I love it when actors play the extremes of their range in a single year, and Killian Scott does it here. Scott had the funniest scenes in Calvary as misfit Milo, convinced that being homicidal would be a plus for the army – ‘like an engineering degree’. As the ruthless emerging IRA leader Quinn in ’71 he seems older, tougher, and even almost taller so complete is the transformation.

3. Dredd/Dread

’71 is so unpredictable that you don’t expect Chekhov’s rifles. And yet one pops up. “You can use the Divis as an orientation point, but don’t go inside the flats. It’s an IRA stronghold” the soldiers are told at their briefing. So of course Gary wakes up to find himself on one the top floors of The Divis, with the IRA coming up, and guarding all possible exits…

4. In-Country

“You know where Belfast is, right? Northern Ireland. United Kingdom. Same country. You’re not leaving the country” the deploying soldiers are informed. Well… they kind of are. Gary’s complete bafflement at the sectarian madness that greets him in Belfast almost satirises Thatcher’s infamous contention that Northern Ireland was just as British as Finchley. This isn’t so much not leaving the country, as going in-country in the Vietnam sense…

5. Football/Religion

One of the funny moments of the film comes when Jack O’Connell’s protagonist has his named parsed: Gary Hook, obviously Protestant.

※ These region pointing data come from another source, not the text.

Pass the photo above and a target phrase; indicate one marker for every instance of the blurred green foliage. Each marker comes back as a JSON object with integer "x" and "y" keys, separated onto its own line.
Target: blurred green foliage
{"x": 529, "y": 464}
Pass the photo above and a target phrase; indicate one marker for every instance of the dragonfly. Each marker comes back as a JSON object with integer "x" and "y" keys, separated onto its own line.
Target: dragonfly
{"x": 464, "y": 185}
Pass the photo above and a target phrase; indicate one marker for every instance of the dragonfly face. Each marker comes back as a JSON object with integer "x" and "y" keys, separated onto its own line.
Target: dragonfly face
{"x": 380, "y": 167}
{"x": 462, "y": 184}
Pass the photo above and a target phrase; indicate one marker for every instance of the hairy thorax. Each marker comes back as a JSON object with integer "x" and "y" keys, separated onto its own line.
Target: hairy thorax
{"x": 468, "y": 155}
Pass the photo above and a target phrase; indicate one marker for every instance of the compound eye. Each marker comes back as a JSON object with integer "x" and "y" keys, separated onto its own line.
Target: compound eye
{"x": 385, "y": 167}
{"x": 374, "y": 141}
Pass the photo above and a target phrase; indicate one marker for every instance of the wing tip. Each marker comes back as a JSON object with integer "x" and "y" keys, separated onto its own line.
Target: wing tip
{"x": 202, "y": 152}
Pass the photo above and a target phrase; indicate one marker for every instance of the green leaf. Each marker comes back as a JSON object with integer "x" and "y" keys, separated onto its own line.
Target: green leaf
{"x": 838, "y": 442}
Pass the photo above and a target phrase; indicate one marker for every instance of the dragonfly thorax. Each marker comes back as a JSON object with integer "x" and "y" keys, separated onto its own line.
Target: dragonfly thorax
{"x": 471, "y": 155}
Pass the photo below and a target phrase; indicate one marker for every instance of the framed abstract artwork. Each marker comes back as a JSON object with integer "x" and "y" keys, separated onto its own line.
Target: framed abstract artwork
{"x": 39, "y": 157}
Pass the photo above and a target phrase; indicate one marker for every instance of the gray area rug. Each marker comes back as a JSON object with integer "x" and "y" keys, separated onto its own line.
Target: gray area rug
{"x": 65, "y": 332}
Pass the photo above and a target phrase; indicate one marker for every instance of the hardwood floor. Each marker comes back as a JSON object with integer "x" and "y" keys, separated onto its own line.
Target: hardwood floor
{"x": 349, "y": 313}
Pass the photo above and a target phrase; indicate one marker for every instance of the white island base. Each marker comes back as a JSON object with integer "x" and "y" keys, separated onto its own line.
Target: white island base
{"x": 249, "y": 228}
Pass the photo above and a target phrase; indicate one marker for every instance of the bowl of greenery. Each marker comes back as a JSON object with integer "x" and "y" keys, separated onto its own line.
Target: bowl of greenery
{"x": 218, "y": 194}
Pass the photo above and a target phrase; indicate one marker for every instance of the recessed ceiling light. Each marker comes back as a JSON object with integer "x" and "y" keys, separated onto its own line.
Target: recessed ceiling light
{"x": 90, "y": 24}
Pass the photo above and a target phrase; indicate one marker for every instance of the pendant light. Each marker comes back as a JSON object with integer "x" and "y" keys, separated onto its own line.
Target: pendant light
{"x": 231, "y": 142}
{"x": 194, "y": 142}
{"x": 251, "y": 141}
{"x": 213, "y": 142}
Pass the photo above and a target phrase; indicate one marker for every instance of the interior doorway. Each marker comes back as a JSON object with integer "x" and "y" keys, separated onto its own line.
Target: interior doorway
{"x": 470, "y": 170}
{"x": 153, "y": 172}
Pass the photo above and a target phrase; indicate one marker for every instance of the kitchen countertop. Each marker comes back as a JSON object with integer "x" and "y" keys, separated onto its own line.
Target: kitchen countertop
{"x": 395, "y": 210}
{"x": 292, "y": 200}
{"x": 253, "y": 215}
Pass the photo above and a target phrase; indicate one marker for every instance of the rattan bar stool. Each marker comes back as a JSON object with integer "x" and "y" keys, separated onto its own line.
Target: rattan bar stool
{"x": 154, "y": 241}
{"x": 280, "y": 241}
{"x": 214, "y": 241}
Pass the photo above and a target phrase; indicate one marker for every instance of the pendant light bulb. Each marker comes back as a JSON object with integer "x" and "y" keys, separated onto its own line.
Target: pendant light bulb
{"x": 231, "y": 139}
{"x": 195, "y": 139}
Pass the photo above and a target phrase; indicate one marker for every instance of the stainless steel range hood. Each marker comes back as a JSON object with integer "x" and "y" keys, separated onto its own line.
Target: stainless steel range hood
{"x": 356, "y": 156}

Just to confirm he’s not a Taig, he’s asked by his foul-mouthed child protector if he is a Protestant. “Uh, I dunno.” “You don’t know?! Now I’ve heard everything.” Later he demurs any possible Nottingham connection, “Darbyshire and Nottingham don’t really get on.” “Why?” “Don’t know really.”

6. Collusion

’71 initially surprises by using the Troubles almost as an incidental backdrop for an urban survival thriller. But then it really surprises in its acknowledgement of the North’s Dirty War. British military intelligence officers are depicted both training loyalists in bomb-making, and talking to leaders of the IRA. ’71 just takes it for granted that this is what happened, something which would outrage Daily Mail blowhard Peter Hitchens.

7. Reed

Black Watch playwright Gregory Burke and TV director Yann Demange (Dead Set, Criminal Justice) make an arresting cinematic debut with this movie – tense, sharply scripted, and directed with disorienting and dazzling flair. And praise doesn’t come much higher than saying it reminded me of another film about a wounded man in Belfast falling in with people with agendas of their own – Carol Reed’s 1947 classic Odd Man Out.